Dive Brief:
- British apparel retailer River Island saw inventory accuracy rise from 72% to 97% after the company started tagging most products, Martin Goldstein, head of procurement, told an industry audience in Copenhagen.
- Previously, River Island counted stock once a year, which took a day. Then the company launched an 18-month pilot program using tags, and now inventory counts occur weekly. The counts take up to three hours while sales have increased by 5%.
- With better inventory visibility, stolen goods are restocked more quickly and critical out-of-stocks dropped by 11%.
Dive Insight:
Customers are frustrated with inventory management failures in retail stores and will do more business with companies that get it right.

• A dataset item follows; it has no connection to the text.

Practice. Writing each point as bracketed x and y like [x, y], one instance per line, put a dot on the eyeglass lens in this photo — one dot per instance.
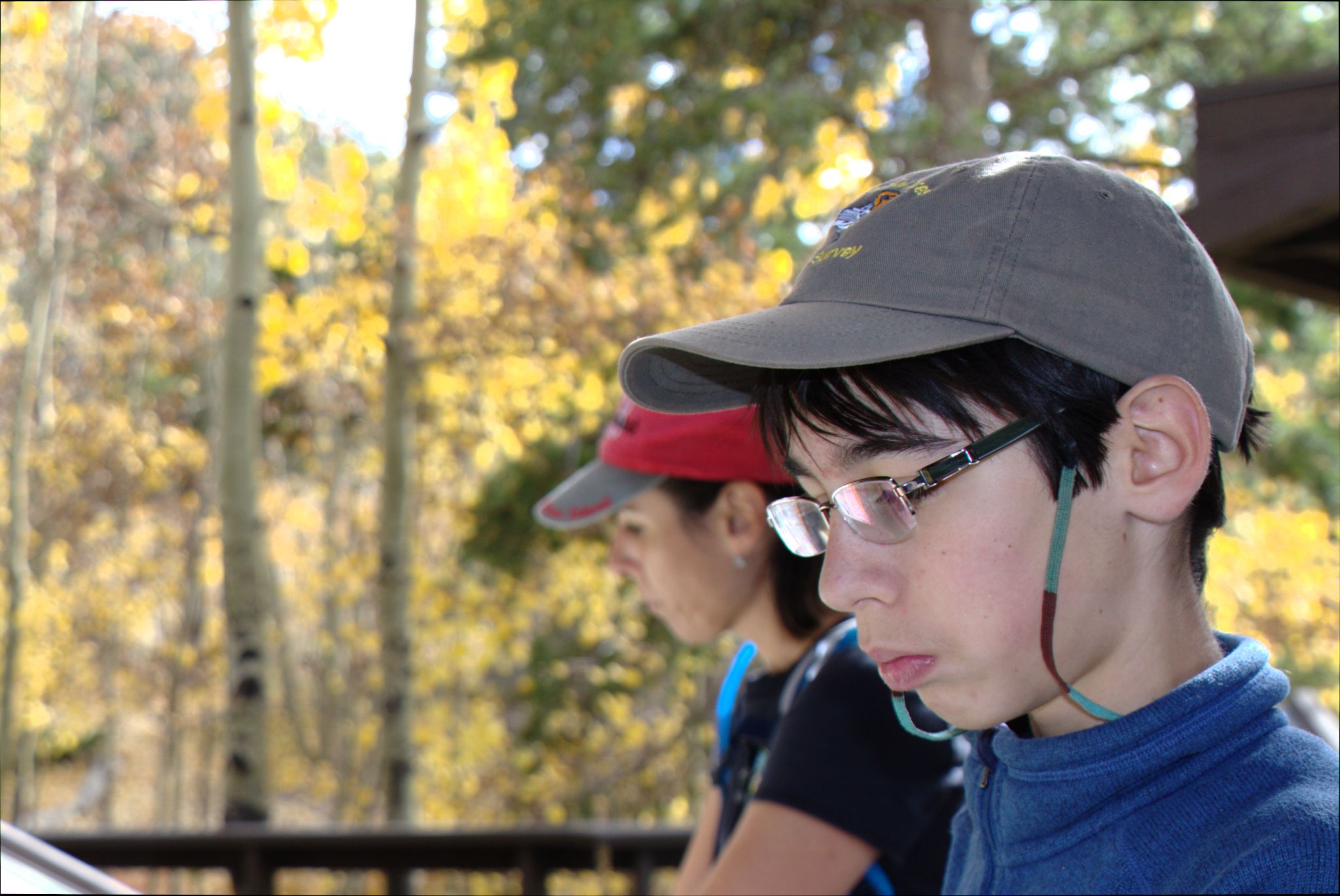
[875, 511]
[801, 526]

That's why retailers are turning to RFID tagging to improve inventory visibility to improve sales and lower supply chain costs.

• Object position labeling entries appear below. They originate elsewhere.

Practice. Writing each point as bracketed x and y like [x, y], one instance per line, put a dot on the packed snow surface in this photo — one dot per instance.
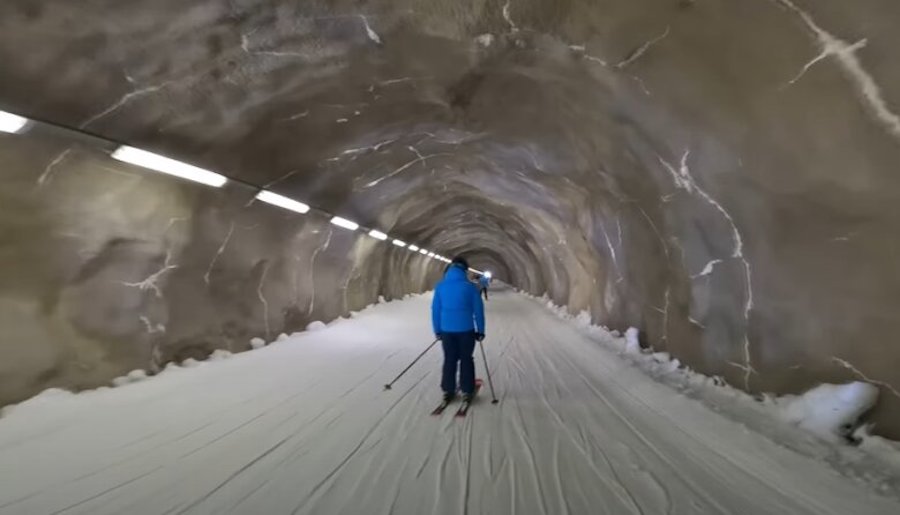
[302, 426]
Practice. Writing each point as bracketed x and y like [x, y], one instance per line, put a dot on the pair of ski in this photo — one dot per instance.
[463, 408]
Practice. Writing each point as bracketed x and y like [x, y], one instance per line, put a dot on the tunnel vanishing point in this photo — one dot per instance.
[723, 175]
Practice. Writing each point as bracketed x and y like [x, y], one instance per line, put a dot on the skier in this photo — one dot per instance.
[483, 282]
[457, 316]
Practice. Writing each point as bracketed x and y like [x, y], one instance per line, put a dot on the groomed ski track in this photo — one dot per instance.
[303, 427]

River Island is among the apparel brands that have seen strong results by tagging individual items. First, River Island carried out a multi-phase pilot at seven stores, and then in 2016 rolled out RFID tagging at 280 stores, tracking garment sales using tags applied by suppliers, according to RFID Journal. The initial project monitored overall inventory levels at each store, automating replenishment to boost sales. Real-time inventory information is critical when some fast fashion lines have a shelf life of two weeks, Goldstein said.
Retailers including Target and Macy's reported success with RFID tagging on apparel items. Having a real-time picture of inventory is showing better results than simply overstocking on popular items.

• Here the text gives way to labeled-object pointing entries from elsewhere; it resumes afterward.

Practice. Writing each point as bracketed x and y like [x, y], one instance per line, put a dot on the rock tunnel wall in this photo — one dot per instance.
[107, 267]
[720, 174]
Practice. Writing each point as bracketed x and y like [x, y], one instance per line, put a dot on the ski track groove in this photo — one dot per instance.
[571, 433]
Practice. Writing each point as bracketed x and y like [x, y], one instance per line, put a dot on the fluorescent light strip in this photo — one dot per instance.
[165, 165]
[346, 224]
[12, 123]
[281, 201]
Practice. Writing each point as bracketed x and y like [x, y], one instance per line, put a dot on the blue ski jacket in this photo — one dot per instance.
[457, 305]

Nike bumped up revenues 7% without increasing inventory due to shortening supply chain lead times and investing in RFID tags that allows integration of inventory visibility across the global supply chain. Ultimately, Nike will be better able to match supply to customer demands.
Accuracy for RFID tags can approach 100%, compared to 69% for barcodes, according to a recent study. An increase in stock accuracy can pave the way for omnichannel services like ship-from-store, buy-online return in-store (BORIS) and buy-online pickup in-Store (BOPIS).
Falling technology costs make it possible to tag individual items, Goldstein said, as prices have dropped from $10 per tag to about 25 cents. When River Island first began using RFID, employees would attach tags to items in "tagging parties." Now, suppliers tag items at the factory. RFID tags are competing with Bluetooth tags and other technologies, but RFID tags can be less expensive because they don't use batteries.